Bei der Einteilung abdominaler Schmerzen ist zu Beginn eine Unterscheidung in akutversus chronisch naheliegend. Besonders schwierig ist die Einordnung bei chronischen Beschwerden. Hier besteht zwar nur selten eine Indikation zur notfallmäßigen Behandlung, jedoch muss man auch hier nach der möglichen Ursache, Dringlichkeit und weiteren Behandlung forschen [1]. Im deutschsprachigen Raum ist die Einteilung in ein "unklares Abdomen" versus "akutes Abdomen" weit verbreitet. Das ursprüngliche "akute Abdomen" aus der Chirurgie beschreibt meist einen Symptomkomplex aus akut einsetzenden starken Bauchschmerzen, peritonealer Reizung mit lokaler/generalisierter Abwehrspannung, veränderter Peristaltik und gegebenenfalls auffälligen Vitalparametern. Hier muss der Arzt häufiger mit einer Diagnose rechnen, die einer zeitkritischen chirurgischen Versorgung bedarf. Unter dem "unklaren Abdomen" versteht man meist eine eher unspezifische, jedoch recht akute Bauchschmerzsymptomatik mit oder ohne Begleitsymptome (z. B. Erbrechen, Diarrhö, vegetative Symptomatik), die man durch erweiterte Diagnostik u. a. in ihrer Dringlichkeit weiter eingrenzen kann [2, 12].

Der akute Bauchschmerz

Die aktuelle Literatur versucht, den Begriff des "akuten Bauchschmerzes" zu etablieren. Dieser wird als nicht traumatischer Bauchschmerz mit einer Dauer von maximal fünf Tagen definiert. Durch die klinische Diagnostik (mindestens Anamnese und körperliche Untersuchung) gibt es eine Unterscheidung in potenziell "dringlich" (Versorgung innerhalb von maximal 24 h) und potenziell "nicht dringlich" [3].
Die häufigsten Ursachen eines "dringlichen" akuten Bauchschmerzes sind u. a. die akute Appendizitis, Divertikulitis, Cholezystitis, Pankreatitis, Ileus und die Hohlorganperforation [5, 6].
Der unspezifische abdominale Schmerz zusammen mit gastrointestinalen Erkrankungen findet sich bei den häufigsten Diagnosen des "nicht dringlichen" akuten Bauchschmerzes [3, 6, 7].
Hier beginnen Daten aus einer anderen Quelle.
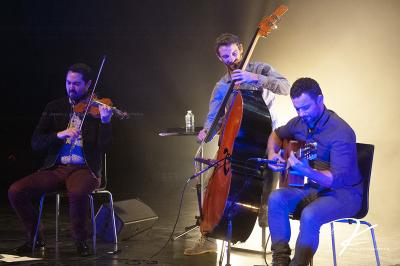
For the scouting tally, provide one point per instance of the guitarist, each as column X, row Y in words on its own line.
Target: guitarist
column 334, row 188
column 258, row 76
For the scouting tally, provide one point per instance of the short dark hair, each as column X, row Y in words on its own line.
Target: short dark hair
column 305, row 85
column 83, row 69
column 226, row 39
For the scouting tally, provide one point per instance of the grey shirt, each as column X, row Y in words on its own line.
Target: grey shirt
column 270, row 82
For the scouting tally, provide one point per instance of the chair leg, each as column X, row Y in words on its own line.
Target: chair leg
column 221, row 256
column 113, row 222
column 333, row 244
column 371, row 228
column 93, row 222
column 57, row 214
column 35, row 237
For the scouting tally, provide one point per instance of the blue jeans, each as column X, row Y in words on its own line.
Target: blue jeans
column 330, row 205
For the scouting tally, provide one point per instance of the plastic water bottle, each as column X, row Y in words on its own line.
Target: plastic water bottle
column 189, row 122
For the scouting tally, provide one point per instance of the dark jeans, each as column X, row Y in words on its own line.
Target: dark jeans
column 78, row 181
column 331, row 205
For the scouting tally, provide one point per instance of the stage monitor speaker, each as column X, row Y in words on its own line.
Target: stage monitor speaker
column 131, row 218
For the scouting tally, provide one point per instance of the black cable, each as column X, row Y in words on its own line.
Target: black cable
column 176, row 222
column 180, row 207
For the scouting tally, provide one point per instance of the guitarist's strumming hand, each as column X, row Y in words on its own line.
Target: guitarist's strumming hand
column 280, row 164
column 298, row 167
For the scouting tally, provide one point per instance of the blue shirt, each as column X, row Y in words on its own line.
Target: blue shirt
column 336, row 147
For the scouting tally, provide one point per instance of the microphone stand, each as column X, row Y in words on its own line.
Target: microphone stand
column 199, row 190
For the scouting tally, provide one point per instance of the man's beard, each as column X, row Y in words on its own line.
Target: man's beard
column 234, row 65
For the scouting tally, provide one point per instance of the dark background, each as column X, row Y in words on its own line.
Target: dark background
column 160, row 63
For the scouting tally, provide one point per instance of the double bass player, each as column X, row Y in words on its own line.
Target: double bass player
column 257, row 76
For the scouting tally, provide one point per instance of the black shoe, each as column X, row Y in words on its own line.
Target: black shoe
column 82, row 248
column 27, row 247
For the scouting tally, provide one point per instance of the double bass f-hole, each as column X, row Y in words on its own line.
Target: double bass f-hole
column 227, row 157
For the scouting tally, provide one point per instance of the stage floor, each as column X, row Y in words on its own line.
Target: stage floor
column 139, row 249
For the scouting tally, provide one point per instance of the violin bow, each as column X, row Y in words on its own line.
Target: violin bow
column 92, row 94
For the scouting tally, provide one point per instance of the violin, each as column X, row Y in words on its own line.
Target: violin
column 93, row 109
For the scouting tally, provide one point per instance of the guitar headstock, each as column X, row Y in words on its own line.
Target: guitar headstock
column 268, row 23
column 308, row 151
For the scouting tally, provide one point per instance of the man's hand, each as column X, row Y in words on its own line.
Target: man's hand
column 298, row 167
column 240, row 76
column 105, row 113
column 68, row 133
column 202, row 135
column 280, row 162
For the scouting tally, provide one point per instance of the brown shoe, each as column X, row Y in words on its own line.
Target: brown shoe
column 202, row 245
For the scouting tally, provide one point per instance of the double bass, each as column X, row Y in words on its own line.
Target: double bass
column 232, row 196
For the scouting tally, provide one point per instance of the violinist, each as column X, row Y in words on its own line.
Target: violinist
column 73, row 161
column 257, row 76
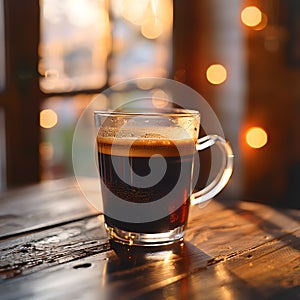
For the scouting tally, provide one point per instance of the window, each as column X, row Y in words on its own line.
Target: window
column 85, row 47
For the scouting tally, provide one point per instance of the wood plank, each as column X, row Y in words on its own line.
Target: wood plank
column 64, row 257
column 43, row 205
column 245, row 226
column 181, row 275
column 31, row 253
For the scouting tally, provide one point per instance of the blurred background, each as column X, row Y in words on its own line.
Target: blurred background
column 242, row 56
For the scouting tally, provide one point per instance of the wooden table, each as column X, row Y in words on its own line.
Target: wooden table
column 54, row 246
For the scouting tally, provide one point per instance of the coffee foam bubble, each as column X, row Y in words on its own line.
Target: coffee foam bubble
column 145, row 142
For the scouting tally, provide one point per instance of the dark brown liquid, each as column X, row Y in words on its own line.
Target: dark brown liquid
column 140, row 152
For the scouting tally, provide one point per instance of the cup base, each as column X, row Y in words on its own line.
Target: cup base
column 145, row 239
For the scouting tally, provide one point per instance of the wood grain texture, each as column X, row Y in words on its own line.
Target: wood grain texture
column 231, row 251
column 42, row 205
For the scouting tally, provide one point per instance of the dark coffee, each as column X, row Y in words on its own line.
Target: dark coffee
column 179, row 158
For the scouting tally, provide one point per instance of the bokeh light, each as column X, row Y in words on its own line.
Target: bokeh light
column 216, row 74
column 256, row 137
column 48, row 118
column 251, row 16
column 152, row 28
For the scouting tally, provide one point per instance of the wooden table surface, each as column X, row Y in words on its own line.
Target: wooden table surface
column 53, row 246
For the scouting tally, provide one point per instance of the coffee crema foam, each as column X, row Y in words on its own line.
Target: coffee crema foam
column 145, row 144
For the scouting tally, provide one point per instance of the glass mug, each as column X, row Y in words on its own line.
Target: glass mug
column 146, row 165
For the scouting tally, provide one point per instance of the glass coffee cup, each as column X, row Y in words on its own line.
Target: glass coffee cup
column 147, row 164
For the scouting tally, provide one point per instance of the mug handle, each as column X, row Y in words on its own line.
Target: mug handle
column 224, row 174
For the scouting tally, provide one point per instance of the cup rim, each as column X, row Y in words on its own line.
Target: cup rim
column 169, row 112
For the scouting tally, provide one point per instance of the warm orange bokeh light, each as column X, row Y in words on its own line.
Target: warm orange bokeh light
column 256, row 137
column 48, row 118
column 251, row 16
column 216, row 74
column 152, row 28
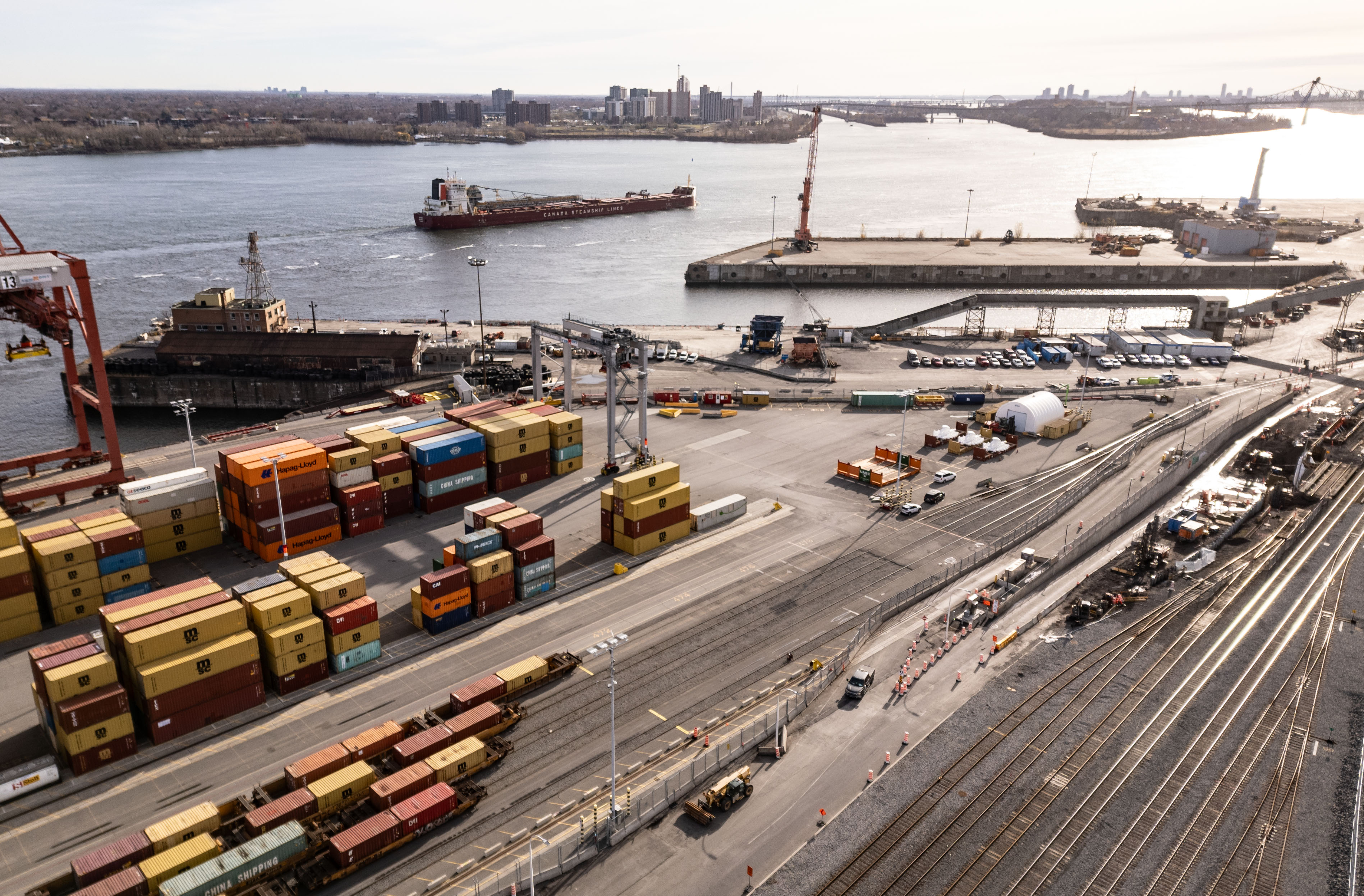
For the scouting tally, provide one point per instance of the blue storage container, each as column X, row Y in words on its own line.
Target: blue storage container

Die alltäglichen Probleme bei der Beurteilung akuter Bauchschmerzen sind: Wie kann man sicher zwischen einer akuten lebensgefährlichen Erkrankung und einer harmlosen Ursache unterscheiden? Welche zusätzliche Diagnostik ist neben einer zielgerichteten Anamnese und einer klinischen Untersuchung noch sinnvoll, speziell im ambulanten Setting? Wann muss an extraabdominale Ursachen (z. B. Pneumonie, Myokardinfarkt, Pseudoperitonitis bei Ketoazidose, Hodentorsion etc.) gedacht werden? Für die klinische Notfallmedizin gibt es mittlerweile einige publizierte Algorithmen zur Abklärung, aus denen sich möglicherweise Empfehlungen für das hausärztliche Setting ableiten lassen [Abb. 1].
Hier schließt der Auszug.